There is a difference between plain shells (as in M-x shell and variants) and terminals (as in M-x vterm, or ansi-term) in Emacs. The former are essentially an infinite buffer without ncurses; the latter are full terminals with ncruses and a shell. Emacs calls the terminals of plain shells “dumb terminals”, to not raise any hopes. I personally love their infinte length and ability to edit them just like any other buffer. I typically have dozens to hundreds of shells but only few true terminals multiplexed in a long running Emacs session.
All you say is true... But I still run emacs in screen :P
I know I should run a single emacs instances and use projectile or whatever to switch context, but for me it's just easier to run many screen sessions (with descriptive names via `screen -S my-session-name`, attaching via `screen -r my-session-name`) and an emacs instance for each screen session.
One day I'll improve my emacs-fu and I'll use a single emacs instance for everything.
I also prefer many Emacs instances. It simplifies some things like e.g. making Emacs packages aware of Python virtual environments if you can just run a separate Emacs instance per environment, instead of stuff like direnv.el.
> In terminal Emacs frames ("windows" everywhere else) serve as decent facsimiles for workspaces.
I would recommend enabling tab-bar-mode instead for this – it’s in Emacs core, and the tabs are really “numbered window configurations” that act very similarly to what screen/tmux calls “windows”.
I feel Emacs frames are in some ways more analogous to screen/tmux sessions.
I use mintty on Windows (Cygwin) and like the standard "select with mouse does automatically copy to clipboard and rmb pastes into the terminal".
My issue with screen and tmux is that they break mouse selection. All I know is that it is possible to select text and it gets copied into a buffer, but my terminal can't interact with this buffer.
tmux at least does allow multiline selection with the mouse in a pane, not copying the entire line across multiple vertically split panes, but limiting itself to the active pane. Yet I then have no way to get that copied text into the OS's clipboard.
And with screen, if there are multiple vertically split panes, it will select the entire text in that line, not caring about the fact that these panes have an entirely different content.
It makes me feel bad about myself when I see people showing their tmux skills, because I can't use it due to my demand of easily copying into and from the native clipboard.
For me screen has turned into what I use to run long-running processes, and tmux what I use to create multipane layouts which mostly serve as dashboards, showing the output of `docker log --follow` or screens of long-running processes.

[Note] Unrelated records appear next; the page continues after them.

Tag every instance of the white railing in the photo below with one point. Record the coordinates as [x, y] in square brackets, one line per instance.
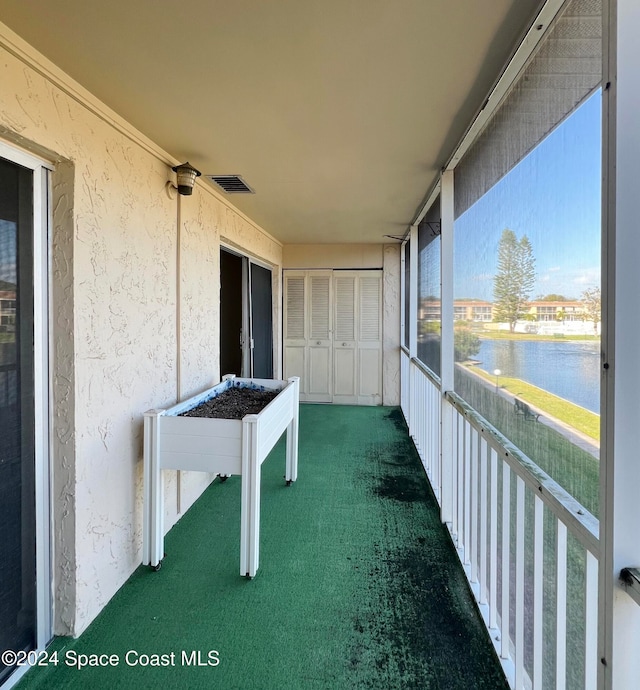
[529, 549]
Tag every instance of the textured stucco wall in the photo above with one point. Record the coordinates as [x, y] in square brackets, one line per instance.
[117, 272]
[309, 256]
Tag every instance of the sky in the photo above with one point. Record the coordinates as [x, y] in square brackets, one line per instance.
[554, 197]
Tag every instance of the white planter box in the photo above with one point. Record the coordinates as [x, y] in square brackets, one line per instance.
[222, 446]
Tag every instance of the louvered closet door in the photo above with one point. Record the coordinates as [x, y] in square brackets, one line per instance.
[333, 335]
[307, 337]
[319, 381]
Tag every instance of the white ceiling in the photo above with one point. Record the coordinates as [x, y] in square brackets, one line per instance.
[339, 113]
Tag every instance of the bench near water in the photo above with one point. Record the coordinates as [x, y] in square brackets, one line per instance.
[524, 409]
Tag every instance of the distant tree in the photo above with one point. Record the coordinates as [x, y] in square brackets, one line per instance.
[514, 279]
[592, 306]
[466, 343]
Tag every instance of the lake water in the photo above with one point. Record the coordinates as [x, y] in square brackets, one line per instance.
[569, 369]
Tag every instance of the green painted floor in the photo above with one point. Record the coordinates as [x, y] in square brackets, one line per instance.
[358, 586]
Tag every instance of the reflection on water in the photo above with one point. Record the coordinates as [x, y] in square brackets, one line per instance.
[569, 369]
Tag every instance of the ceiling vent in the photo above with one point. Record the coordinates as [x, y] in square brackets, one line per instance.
[231, 184]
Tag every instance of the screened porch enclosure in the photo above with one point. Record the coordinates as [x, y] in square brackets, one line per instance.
[501, 363]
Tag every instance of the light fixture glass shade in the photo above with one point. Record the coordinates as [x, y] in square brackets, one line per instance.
[186, 175]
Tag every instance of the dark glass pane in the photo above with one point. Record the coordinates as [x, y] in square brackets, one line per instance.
[261, 322]
[17, 461]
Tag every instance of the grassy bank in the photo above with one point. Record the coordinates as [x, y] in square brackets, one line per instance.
[506, 335]
[579, 418]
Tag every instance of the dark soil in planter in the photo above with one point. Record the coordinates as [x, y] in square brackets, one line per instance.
[234, 403]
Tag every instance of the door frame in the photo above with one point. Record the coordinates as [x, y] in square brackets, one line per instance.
[42, 214]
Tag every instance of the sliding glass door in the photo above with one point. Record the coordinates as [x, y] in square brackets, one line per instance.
[24, 564]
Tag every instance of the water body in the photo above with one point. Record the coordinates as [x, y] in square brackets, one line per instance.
[569, 369]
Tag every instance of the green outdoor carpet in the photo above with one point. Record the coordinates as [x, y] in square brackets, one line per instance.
[358, 586]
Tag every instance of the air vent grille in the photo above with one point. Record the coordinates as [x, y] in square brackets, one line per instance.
[231, 184]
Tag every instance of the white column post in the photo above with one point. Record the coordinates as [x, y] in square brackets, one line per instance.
[413, 323]
[619, 661]
[446, 344]
[153, 498]
[291, 472]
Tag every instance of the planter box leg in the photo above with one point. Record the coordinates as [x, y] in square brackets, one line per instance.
[250, 507]
[291, 471]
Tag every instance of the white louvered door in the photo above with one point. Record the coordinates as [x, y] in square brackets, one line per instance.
[307, 332]
[333, 335]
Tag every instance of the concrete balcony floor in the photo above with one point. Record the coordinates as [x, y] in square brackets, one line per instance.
[358, 587]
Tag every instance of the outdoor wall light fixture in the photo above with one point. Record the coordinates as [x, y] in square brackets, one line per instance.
[186, 175]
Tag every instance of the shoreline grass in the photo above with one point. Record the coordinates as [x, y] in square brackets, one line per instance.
[579, 418]
[506, 335]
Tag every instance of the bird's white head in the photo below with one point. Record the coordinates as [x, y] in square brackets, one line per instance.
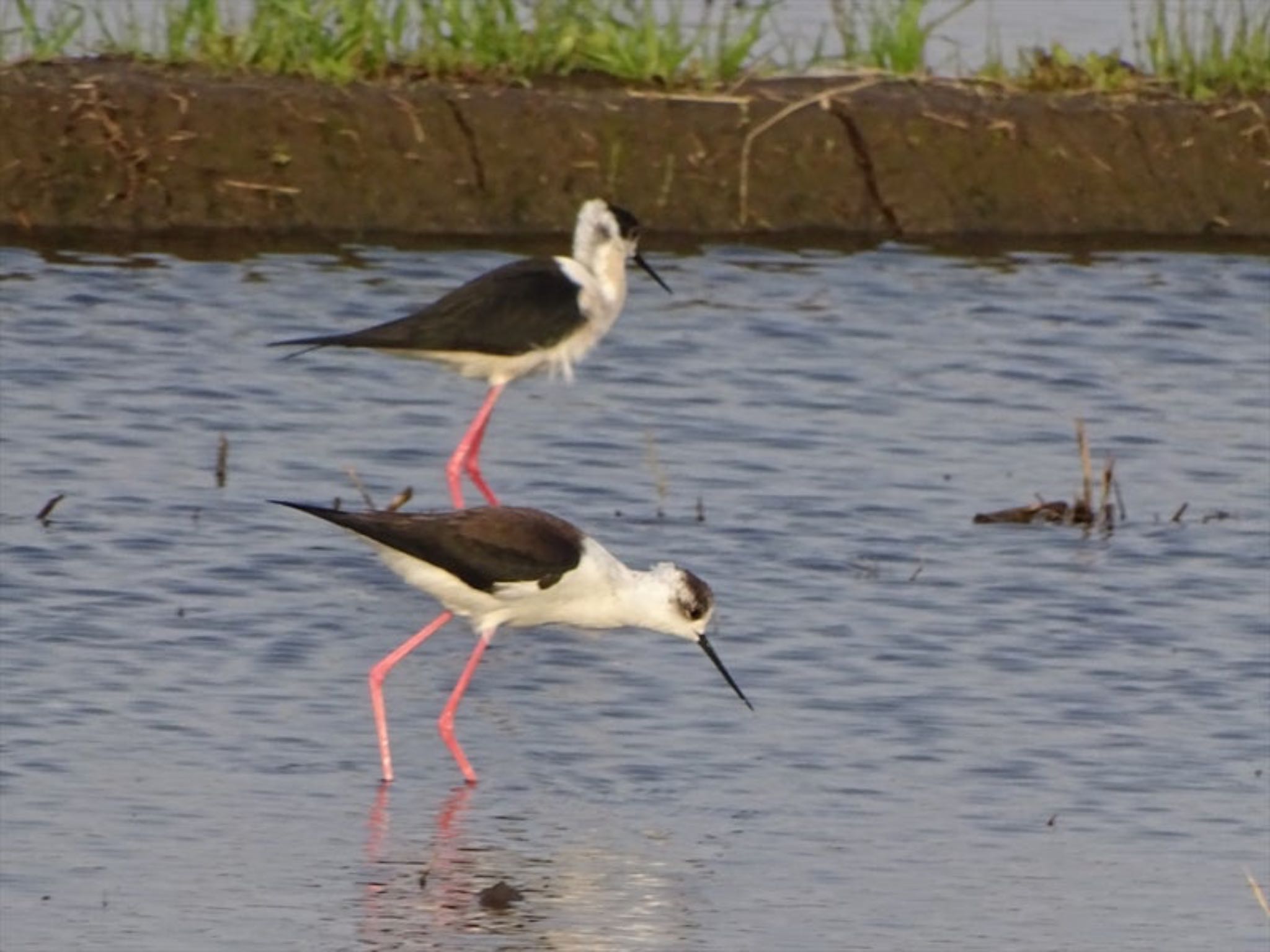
[606, 238]
[685, 610]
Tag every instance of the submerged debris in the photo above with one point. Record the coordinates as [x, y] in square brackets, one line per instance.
[47, 509]
[1078, 512]
[223, 461]
[399, 500]
[499, 895]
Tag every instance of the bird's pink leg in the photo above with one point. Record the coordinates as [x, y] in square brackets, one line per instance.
[471, 464]
[468, 452]
[446, 723]
[376, 679]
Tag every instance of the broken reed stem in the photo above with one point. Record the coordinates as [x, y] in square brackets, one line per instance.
[660, 484]
[46, 511]
[1105, 511]
[360, 487]
[1258, 892]
[223, 461]
[824, 98]
[399, 500]
[1119, 500]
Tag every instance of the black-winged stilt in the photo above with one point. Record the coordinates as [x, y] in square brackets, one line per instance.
[530, 315]
[518, 568]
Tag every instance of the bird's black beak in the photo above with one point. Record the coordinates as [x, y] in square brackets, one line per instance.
[653, 275]
[709, 649]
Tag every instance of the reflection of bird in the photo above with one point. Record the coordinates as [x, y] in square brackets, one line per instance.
[518, 568]
[528, 315]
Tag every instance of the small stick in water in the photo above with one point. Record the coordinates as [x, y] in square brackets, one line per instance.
[223, 461]
[1106, 512]
[360, 487]
[659, 483]
[1258, 892]
[1119, 500]
[48, 508]
[1086, 467]
[921, 564]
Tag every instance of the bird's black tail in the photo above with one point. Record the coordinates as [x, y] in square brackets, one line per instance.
[308, 345]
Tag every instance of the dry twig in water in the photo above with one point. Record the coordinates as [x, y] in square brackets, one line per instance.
[360, 487]
[223, 461]
[1086, 471]
[399, 500]
[1258, 892]
[47, 509]
[660, 485]
[1106, 512]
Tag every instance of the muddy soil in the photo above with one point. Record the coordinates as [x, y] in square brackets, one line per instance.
[150, 150]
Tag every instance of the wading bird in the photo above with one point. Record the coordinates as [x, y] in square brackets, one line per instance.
[518, 568]
[528, 315]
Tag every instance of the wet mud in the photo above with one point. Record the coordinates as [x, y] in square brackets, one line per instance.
[150, 150]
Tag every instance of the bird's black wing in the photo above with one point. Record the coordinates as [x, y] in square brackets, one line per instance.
[483, 547]
[522, 306]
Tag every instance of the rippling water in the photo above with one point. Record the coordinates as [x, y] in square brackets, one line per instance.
[967, 736]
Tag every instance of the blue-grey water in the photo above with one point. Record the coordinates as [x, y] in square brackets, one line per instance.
[967, 736]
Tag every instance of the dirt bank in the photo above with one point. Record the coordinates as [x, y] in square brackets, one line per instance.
[149, 149]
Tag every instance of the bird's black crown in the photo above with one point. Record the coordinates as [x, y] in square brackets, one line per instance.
[626, 223]
[698, 598]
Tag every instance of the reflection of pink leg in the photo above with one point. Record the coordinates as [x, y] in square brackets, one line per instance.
[468, 452]
[376, 679]
[446, 723]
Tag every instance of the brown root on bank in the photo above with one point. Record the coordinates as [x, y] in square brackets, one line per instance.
[1078, 512]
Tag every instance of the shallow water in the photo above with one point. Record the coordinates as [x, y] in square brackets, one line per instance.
[967, 736]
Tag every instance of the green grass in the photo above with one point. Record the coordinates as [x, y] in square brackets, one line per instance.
[345, 40]
[1225, 50]
[888, 35]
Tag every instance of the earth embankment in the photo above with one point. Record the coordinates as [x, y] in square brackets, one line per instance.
[148, 149]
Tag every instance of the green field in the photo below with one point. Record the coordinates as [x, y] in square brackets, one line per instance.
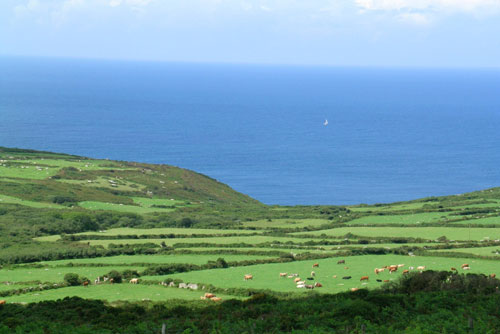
[483, 251]
[427, 217]
[250, 240]
[430, 233]
[266, 276]
[155, 259]
[56, 275]
[114, 292]
[285, 223]
[169, 230]
[14, 200]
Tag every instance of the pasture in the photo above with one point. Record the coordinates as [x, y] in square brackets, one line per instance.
[56, 275]
[115, 292]
[429, 233]
[419, 218]
[154, 259]
[266, 276]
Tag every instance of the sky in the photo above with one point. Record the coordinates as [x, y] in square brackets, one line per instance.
[427, 33]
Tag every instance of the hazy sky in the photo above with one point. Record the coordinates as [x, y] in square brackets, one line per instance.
[338, 32]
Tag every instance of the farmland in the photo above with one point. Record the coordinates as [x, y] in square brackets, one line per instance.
[66, 216]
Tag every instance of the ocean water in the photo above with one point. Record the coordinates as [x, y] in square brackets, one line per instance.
[392, 134]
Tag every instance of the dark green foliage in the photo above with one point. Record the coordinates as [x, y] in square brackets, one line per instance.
[72, 279]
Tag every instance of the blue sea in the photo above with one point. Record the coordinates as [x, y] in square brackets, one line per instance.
[392, 134]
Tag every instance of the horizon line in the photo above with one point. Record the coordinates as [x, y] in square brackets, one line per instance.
[243, 63]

Both tools are really great, but I know that I'll not be able to use them properly. Multiple mintty terminals are what I have to settle with.
Could it be possible to write some kind of tool which watches such a buffer and then sends it via HTTP to my machine, which then moves it into the clipboard (and the other way around)?
I'm no longer using `screen` on an HP 2392A dumb terminal and PP 14.4kbps modem. But `screen` is still coming in very handy, when working on servers, and for some kinds of developing&running long-running programs on the workstation laptop.
It's also fun, on the occasion that you introduce `screen` or `tmux` to programmers who've been using lesser tools, and they become an instant convert.
Incidentally, given how old the code is, and how there's the potential for various kinds of remote exploits via text (e.g., in SSH session, or in display of user-crafted strings in a console program), I wonder how recently someone has done a rigorous security audit of `screen`.